There were a dozen people taking part in the ceremony held at the memorial erected by Gordon Rimes of Post 97 of the American Legion High Springs on October 11, 1980.
The monument’s message: “In honor of those who served in time of war, A mighty mother turns in tears, the pages of her battle years, lamenting all her fallen sons.”
Veteran and Vice President of the U.S. Military Vets Spike Mueller rang a bell and first announced the Unknown Soldier and a flag was placed in the ground on the monument’s edge. One by one, Mueller spoke the names on the monument and a flag was placed in their honor.

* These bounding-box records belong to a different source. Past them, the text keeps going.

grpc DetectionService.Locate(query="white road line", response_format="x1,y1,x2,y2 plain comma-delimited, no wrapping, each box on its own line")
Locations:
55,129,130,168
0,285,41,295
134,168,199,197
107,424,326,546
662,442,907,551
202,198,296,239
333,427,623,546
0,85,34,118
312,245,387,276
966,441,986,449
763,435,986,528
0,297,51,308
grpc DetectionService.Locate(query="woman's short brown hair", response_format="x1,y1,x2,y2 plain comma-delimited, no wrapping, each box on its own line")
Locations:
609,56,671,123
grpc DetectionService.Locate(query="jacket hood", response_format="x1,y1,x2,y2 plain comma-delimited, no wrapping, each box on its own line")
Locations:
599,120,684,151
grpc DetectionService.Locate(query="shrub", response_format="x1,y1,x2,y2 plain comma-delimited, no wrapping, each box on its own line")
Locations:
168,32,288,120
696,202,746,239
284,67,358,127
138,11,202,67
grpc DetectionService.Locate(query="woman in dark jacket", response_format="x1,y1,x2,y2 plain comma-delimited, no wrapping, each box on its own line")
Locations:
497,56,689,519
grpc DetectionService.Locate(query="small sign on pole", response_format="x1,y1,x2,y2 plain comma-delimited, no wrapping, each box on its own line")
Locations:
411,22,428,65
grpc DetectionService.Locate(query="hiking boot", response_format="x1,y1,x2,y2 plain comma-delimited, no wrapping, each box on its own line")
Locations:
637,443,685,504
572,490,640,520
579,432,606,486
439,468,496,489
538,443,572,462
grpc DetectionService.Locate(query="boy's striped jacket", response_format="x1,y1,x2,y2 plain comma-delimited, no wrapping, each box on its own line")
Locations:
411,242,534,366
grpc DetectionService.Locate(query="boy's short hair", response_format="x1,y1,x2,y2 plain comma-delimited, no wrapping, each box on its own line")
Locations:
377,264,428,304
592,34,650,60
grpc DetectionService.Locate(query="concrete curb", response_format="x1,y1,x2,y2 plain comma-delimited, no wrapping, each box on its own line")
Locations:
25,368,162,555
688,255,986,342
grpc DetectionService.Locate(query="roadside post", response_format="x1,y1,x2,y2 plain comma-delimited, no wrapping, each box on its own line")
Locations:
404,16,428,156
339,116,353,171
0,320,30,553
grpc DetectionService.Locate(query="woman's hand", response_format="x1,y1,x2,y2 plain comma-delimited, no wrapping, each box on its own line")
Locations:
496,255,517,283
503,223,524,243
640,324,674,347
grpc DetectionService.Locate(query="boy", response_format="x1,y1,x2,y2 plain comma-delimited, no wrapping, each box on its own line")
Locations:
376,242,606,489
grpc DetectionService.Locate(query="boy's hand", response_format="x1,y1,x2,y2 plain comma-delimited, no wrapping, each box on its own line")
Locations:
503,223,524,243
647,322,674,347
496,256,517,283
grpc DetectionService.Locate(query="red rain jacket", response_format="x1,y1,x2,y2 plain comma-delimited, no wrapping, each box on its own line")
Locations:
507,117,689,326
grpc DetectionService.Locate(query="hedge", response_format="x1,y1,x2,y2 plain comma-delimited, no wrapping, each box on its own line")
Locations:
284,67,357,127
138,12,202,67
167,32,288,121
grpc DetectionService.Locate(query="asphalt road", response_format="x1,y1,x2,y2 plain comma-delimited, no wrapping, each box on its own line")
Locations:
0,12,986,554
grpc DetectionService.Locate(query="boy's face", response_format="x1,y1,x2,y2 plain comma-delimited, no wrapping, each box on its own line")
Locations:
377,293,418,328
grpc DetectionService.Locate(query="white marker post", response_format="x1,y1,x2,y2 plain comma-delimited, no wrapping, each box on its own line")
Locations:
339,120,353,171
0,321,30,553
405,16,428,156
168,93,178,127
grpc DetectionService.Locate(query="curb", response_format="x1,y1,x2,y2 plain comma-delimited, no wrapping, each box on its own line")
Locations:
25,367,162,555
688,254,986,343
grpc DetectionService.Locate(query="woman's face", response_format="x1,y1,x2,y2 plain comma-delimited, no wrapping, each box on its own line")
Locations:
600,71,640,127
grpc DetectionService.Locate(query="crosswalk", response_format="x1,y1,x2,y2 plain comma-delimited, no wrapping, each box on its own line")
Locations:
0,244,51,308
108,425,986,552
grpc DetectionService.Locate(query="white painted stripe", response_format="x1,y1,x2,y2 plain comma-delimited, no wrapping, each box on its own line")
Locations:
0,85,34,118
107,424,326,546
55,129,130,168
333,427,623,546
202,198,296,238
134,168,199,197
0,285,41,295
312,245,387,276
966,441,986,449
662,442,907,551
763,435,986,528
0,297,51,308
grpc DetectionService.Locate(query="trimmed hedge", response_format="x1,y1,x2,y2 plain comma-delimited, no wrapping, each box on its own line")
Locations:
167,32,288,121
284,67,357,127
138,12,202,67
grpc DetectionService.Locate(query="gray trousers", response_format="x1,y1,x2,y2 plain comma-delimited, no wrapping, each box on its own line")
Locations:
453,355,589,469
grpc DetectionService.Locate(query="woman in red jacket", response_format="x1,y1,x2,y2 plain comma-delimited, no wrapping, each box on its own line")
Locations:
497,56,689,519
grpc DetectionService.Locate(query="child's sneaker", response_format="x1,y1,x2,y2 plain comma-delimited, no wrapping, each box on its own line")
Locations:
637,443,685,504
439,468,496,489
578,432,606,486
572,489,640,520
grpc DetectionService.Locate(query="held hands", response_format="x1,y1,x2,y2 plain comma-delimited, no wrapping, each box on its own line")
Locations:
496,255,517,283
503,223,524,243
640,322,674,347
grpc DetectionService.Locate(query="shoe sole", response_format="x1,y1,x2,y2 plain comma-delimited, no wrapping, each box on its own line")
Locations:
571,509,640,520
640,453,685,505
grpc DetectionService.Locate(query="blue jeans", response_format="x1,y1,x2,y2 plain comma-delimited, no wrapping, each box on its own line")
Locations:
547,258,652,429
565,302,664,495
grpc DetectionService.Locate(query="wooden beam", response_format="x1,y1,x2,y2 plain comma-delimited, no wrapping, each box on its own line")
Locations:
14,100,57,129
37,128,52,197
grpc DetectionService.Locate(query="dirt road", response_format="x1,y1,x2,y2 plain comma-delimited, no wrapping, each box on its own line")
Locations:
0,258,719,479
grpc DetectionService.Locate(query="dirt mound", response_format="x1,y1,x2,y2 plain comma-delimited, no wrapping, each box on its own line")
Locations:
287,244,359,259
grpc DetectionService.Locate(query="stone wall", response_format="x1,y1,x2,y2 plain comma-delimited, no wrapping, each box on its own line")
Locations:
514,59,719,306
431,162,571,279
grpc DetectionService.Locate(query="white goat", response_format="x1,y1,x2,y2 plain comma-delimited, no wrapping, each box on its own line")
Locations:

“World War I: Oliver Marion Heidt and Gordon Rimes, World War II: James Paul Banks, Gordon Chappell, Norman Dear, James W. DeGraff, Grover W. McCall, Robert Gerald McDonnell, Irvin O’Steen, John Sharp, W.H. Swilley, Jr., Charles W. Smith, Joseph Pink Thompson, Samuel Tonge, James D. Westmoreland, Orman Rudolph Wimmer, and Vietnam: Dale McComb,” each were recognized.
The Veterans then saluted the war heroes and concluded the ceremony in 10 minutes time.
Scott Burton, 70, was a United State Marine and radio operator who served in Vietnam from 1967 to 1970. “I still miss some people who didn’t make it,” he said.
Dan Mauldin, 59, served in the Army from 1980 to 1984. “I’m not a combat veteran,” he said about his time spent as an engineer. Mauldin said he just wanted to pay his respect to fallen heroes on Memorial Day.
And Ervin Hiney, 88, of Alachua said he enlisted at age 18 and served in the United States Air Force for 20 years. Hiney flew fighter planes including the B-52 and said he dropped bombs in Vietnam. He also served during the Korean War.
“I wanted to fly,” he said about why he joined the military. “They taught me to fly and gave me a plane.”
The U.S. Military Vets have a patch on their leather bike vests that reads: “In memory of those who gave their lives in the service of USA.”
And when they climbed on their motorcycles and drove away after the ceremony, they had accomplished their mission.